Thursday, 19 March 2015

Roast Busters report from IPCA is scathing

Some quick links:

Release from NZ Police - Young women to receive apology for shortcomings...

Herald report - IPCA: Police "let down" Roast Busters alleged victims

The report itself - (links for PDFs in first paragraph on this page at IPCA website)

Quick comment from me:  It appears that the police involved made a major (and to my mind inexplicable) mistake in somehow deciding that rape law only targeted consenting partners (WTF!), and because the law says you can't consent if you are under 16 somehow you also can't be raped?

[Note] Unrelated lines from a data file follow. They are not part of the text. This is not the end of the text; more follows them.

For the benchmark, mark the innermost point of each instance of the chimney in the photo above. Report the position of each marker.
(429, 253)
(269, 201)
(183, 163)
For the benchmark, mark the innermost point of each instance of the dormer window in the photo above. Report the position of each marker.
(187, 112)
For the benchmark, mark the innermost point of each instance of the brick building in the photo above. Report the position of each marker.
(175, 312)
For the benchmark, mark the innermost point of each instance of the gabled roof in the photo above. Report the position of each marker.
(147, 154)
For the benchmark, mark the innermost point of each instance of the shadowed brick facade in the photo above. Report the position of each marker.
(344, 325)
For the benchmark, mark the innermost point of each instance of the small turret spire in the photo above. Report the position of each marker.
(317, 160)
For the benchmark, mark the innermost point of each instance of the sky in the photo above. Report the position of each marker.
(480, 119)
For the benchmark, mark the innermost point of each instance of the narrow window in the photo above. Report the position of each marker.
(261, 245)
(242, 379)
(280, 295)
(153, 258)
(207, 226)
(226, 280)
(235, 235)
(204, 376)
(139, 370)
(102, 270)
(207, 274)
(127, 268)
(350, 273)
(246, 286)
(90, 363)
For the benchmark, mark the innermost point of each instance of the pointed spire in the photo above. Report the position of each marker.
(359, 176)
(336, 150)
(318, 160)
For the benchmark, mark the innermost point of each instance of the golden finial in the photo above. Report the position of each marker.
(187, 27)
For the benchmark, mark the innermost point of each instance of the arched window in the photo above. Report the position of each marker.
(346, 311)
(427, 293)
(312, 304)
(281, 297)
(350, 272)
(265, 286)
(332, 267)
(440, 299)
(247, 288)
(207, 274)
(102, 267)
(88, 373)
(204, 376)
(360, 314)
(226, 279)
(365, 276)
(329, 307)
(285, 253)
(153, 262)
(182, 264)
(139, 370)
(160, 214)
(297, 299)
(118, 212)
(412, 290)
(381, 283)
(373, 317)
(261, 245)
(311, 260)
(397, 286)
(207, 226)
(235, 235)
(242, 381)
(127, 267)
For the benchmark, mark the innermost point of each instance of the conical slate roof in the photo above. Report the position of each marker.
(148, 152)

Here's a sample from the report, in relation to the lack of consideration of rape charges:
Sexual conduct with a young person under 16 
84. Under section 134 of the Crimes Act 1961, everyone who has a sexual connection with, or does an indecent act on, a young person (under the age of 16 years) has committed an offence and is liable to a term of imprisonment (see paragraph 132). There is no question that these young men were aware that the young women involved in the six cases investigated by CPT staff were under 16 years. As a result of their interaction with Police officers, it is also evident that several of the young men (certainly by the time the investigation into Case 1 had concluded) were aware that they were committing an offence, irrespective of their own ages. 
85. Critically, the offence of ‘sexual conduct with a young person under 16’ did not require Police to determine whether there was consent. They merely had to prove that sexual connection had occurred and that the complainant was under 16 at the time. Clearly, therefore, the evidential threshold for prosecution was met. The only question for the Police was whether it was in the public interest to prosecute.
86. The Authority recognises that it is uncommon for Police to prosecute a young person under section 134 for sexual connection with a person of the same or a similar age. This is because often such cases involve two young people, close together in age, who are engaging in mutually consenting sexual activity, and it is determined by Police that the public interest is not served by prosecution. 
87. It is clear that this general thinking underpinned the approach taken by the officers in these cases. Indeed, Officer D told the Authority that he and Officer C determined that prosecutions under section 134 were “inappropriate” because two of the three young men were under 16 at the time of the offending. He added that section 134 is intended for “consenting parties” and that, if it had been used to bring a prosecution in Case 3, it would have implied that the Police did not believe the victim’s initial account that she was not consenting. 
88. The Authority does not accept the validity of this reasoning, as there were a number of aggravating features in these cases that should have prompted consideration of such a prosecution. In four of these cases the young women were between two and three years younger than the young men involved. They were vulnerable (due to factors such as their level of intoxication); the extent to which they were willing parties was at best equivocal; and they Section 127 of the Act states, “There is no presumption of law that a person is incapable of sexual connection because of his or her age.”  The young men involved in these cases were aged between 14 and 17 years at the time of the incidents. 2424 were subject to sexual acts by more than one young man. The behaviour of the young men was demonstrably unacceptable and required a response. 
89. In our view, the fact that the parties are close together in age, while a relevant factor, is not determinative. Moreover, it is perverse to conclude that a prosecution for sexual violation cannot be brought because there is insufficient evidence to prove lack of consent beyond reasonable doubt, but then to reject a prosecution under section 134 on the basis that it would imply the existence of consent. The reality is that a prosecution under section 134 says nothing about the presence or absence of consent, because it is simply irrelevant to the facts that need to be proved.
90. At the least, officers should have discussed this option with victims and explained the implications to them. They were remiss in failing to do so.